Pearson Correlation-Based Feature Selection for Document Classification Using Balanced Training

Sensors (Basel). 2020 Nov 27;20(23):6793. doi: 10.3390/s20236793.

Abstract

Documents are stored in a digital form across several organizations. Printing this amount of data and placing it into folders instead of storing digitally is against the practical, economical, and ecological perspective. An efficient way of retrieving data from digitally stored documents is also required. This article presents a real-time supervised learning technique for document classification based on deep convolutional neural network (DCNN), which aims to reduce the impact of adverse document image issues such as signatures, marks, logo, and handwritten notes.

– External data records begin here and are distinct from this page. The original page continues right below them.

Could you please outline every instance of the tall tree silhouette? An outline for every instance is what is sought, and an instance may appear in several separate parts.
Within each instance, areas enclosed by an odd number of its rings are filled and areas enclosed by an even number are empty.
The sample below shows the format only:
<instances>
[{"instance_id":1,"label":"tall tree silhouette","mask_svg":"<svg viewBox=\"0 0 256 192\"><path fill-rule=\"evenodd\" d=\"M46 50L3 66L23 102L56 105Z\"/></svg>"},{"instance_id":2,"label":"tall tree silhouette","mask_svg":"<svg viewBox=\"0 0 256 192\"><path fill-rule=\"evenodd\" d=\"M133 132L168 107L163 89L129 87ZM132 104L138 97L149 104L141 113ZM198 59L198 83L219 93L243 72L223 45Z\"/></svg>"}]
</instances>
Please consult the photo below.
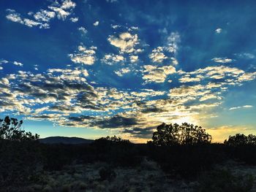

The proposed technique's major steps include data augmentation, feature extraction using pre-trained neural network models, feature fusion, and feature selection. We propose a novel data augmentation technique, which normalizes the imbalanced dataset using the secondary dataset RVL-CDIP. The DCNN features are extracted using the VGG19 and AlexNet networks. The extracted features are fused, and the fused feature vector is optimized by applying a Pearson correlation coefficient-based technique to select the optimized features while removing the redundant features. The proposed technique is tested on the Tobacco3482 dataset, which gives a classification accuracy of 93.1% using a cubic support vector machine classifier, proving the validity of the proposed technique.

Keywords: data augmentation; deep learning; document classification; feature selection; imbalanced dataset.